Maha Shivaratree ou la grande nuit de Shiva
Maha = »grand » ; Shiva = « de bonne augure/ le bon/ qui porte bonheur » ; Ratree ou ratri : « nuit ».
Qui est Shiva?
Le dieu Shiva occupe une place prépondérante dans l’hindouisme. Il forme la Trimūrti – triple manifestation de la divinité suprême qui préside aux différents états et ordres de l’univers – avec Saguna Brahma, le créateur, Vishnu, le conservateur et Shiva, le destructeur (s’agissant ici de la destruction du mal)[1].
» C’est comme quand on construit une maison… Brahma est la créateur, Vishnu lui, il protège la maison, il nous protège tous, car la maison c’est le monde, c’est l’univers.
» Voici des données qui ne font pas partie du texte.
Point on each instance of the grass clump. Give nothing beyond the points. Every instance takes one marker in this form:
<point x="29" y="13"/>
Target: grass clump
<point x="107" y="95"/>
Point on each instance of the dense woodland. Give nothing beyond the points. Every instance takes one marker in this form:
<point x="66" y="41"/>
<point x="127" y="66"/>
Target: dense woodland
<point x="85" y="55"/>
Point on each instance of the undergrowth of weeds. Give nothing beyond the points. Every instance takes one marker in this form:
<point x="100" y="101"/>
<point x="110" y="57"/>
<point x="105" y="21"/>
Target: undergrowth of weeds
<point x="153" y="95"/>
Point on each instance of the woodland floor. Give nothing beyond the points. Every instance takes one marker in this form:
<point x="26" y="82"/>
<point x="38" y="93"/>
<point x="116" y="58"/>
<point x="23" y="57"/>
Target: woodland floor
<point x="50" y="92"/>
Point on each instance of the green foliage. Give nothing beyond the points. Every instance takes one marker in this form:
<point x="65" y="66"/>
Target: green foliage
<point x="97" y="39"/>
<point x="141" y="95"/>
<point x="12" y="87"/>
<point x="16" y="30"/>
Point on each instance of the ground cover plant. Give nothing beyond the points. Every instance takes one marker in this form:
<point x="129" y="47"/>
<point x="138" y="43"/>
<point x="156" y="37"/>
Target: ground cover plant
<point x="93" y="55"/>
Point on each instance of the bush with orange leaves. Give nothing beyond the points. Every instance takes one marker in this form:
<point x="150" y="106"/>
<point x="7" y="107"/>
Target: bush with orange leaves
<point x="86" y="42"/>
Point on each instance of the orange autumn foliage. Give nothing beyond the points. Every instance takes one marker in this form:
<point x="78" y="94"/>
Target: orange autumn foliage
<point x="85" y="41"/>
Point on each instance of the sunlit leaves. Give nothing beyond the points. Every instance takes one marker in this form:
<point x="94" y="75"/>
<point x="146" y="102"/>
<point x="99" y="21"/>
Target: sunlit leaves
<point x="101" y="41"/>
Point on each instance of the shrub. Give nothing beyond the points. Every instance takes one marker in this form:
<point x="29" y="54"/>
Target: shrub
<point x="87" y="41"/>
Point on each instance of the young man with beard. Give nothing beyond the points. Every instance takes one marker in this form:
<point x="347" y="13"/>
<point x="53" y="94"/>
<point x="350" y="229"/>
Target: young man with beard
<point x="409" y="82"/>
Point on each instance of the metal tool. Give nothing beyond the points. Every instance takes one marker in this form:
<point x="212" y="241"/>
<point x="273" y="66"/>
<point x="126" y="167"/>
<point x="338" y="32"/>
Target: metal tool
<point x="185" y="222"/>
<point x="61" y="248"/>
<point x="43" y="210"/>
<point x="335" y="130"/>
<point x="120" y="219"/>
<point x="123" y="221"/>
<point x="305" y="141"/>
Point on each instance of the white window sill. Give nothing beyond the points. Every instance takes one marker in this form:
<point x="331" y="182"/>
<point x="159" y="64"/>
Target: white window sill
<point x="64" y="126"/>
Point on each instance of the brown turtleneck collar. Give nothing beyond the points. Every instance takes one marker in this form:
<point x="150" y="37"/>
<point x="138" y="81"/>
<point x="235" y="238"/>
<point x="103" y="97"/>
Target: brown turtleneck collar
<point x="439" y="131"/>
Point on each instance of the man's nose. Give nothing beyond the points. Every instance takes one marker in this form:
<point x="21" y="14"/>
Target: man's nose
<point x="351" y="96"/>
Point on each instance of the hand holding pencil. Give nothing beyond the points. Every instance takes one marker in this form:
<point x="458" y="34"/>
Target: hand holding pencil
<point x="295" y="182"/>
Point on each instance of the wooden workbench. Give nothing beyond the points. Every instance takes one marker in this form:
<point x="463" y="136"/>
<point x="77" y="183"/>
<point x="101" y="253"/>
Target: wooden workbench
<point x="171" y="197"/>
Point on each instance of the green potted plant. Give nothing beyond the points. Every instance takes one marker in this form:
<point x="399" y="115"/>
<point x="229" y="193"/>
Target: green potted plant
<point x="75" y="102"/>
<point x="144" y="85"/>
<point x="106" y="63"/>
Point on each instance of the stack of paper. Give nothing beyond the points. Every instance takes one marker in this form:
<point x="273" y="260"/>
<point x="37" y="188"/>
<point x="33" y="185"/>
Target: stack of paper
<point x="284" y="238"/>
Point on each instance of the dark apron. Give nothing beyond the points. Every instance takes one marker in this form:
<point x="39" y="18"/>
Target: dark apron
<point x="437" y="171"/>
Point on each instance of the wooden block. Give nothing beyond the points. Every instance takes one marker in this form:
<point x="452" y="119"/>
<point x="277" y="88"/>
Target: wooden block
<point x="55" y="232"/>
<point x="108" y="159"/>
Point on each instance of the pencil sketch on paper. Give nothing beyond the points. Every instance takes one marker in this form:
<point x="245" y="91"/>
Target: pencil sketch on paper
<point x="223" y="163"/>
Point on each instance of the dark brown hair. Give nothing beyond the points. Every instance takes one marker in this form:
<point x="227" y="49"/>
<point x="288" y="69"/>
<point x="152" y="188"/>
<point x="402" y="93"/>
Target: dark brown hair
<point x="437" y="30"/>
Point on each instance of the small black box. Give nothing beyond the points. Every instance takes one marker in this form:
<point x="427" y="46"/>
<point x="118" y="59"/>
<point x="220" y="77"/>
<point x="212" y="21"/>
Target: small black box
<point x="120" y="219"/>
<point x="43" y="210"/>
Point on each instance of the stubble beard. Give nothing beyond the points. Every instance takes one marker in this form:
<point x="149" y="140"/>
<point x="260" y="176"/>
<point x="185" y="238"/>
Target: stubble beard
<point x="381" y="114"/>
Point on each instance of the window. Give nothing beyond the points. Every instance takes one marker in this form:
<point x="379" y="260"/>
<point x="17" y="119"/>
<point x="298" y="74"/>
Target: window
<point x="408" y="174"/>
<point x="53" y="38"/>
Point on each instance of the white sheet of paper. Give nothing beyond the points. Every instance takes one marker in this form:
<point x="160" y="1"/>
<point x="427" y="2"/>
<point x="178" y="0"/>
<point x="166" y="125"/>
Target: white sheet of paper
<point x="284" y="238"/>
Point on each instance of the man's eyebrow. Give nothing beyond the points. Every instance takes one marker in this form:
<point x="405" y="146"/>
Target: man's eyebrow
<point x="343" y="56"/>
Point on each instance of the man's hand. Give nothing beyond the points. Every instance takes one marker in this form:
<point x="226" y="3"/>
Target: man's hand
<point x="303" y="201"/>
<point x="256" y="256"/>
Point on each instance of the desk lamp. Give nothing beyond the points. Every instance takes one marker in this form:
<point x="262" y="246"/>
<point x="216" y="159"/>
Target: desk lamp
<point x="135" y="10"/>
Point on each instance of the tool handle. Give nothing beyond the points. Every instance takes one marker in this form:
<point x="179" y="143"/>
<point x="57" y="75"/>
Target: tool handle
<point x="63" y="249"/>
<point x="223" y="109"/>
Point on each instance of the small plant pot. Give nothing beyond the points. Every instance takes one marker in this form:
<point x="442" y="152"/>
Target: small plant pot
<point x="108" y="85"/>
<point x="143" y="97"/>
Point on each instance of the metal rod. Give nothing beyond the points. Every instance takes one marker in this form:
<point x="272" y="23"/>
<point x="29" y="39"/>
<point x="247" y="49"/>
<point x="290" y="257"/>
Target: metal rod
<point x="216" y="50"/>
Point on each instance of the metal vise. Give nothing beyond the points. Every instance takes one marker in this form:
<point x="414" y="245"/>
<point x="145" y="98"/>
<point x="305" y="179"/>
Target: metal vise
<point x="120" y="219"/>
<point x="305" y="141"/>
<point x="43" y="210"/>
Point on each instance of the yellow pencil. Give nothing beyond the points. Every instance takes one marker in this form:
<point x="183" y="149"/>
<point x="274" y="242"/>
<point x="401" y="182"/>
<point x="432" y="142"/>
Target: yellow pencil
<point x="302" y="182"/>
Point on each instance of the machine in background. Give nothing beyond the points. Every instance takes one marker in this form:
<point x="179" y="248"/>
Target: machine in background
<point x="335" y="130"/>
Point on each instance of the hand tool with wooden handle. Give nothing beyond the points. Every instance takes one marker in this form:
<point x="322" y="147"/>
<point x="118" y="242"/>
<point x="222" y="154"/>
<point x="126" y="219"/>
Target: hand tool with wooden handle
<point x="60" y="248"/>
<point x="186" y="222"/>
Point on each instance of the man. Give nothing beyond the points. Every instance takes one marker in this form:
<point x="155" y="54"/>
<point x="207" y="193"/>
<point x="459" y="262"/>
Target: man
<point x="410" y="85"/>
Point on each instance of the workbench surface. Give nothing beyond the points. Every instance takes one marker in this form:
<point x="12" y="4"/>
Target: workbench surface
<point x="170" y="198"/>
Mais, il y a de l’énergie négative dans l’univers qui nous approche, il y a aussi la positivité et ça, c’est Vishnu qui nous l’apporte, mais qui va empêcher la négativité? C’est Shiva. C’est pour cela qu’on l’appelle le destructeur et qu’il a un 3ème œil… En fait, nous l’avons tous mais nous, à notre stade, nous humains, nous ne sommes pas encore au niveau de méditation et sagesse pour pouvoir nous en servir… » Savi, Triolet, Février 2018.
Shiva participe donc à l’équilibre universel. La déesse Parvati (fille de la montagne) est son épouse ou Shakti[2] et ils ont pour enfants les dieux Ganesh, Muruga et Ayyapan. Ayant consacré la majorité de sa vie à la méditation, Shiva est souvent représenté en état méditatif, menant une vie de sage et d’ascète sur le mont Kailash – montagne faisant partie de la chaîne Gangdise ou Transhimalaya – où il vit avec son épouse et leurs enfants.
Dans la tradition Shivaïte, Shiva possède cinq fonctions principales : il est tour à tour le créateur, le préservateur, le transformateur, le dissimulateur et le révélateur (par la bénédiction). Il est communément représenté de manière anthropomorphique muni de différents attributs :
– son chignon, siège du Gange et de son pouvoir d’ascète.
– Le croissant de lune qui se trouve dans sa chevelure (association avec l’astre lunaire Chandra).
– Le troisième œil, ouvert grâce à une profonde méditation et qui permet de voir au-delà de la réalité matérielle.
– Le cobra enroulé autour de son cou tel un collier et qui symbolise l’énergie primordiale divine.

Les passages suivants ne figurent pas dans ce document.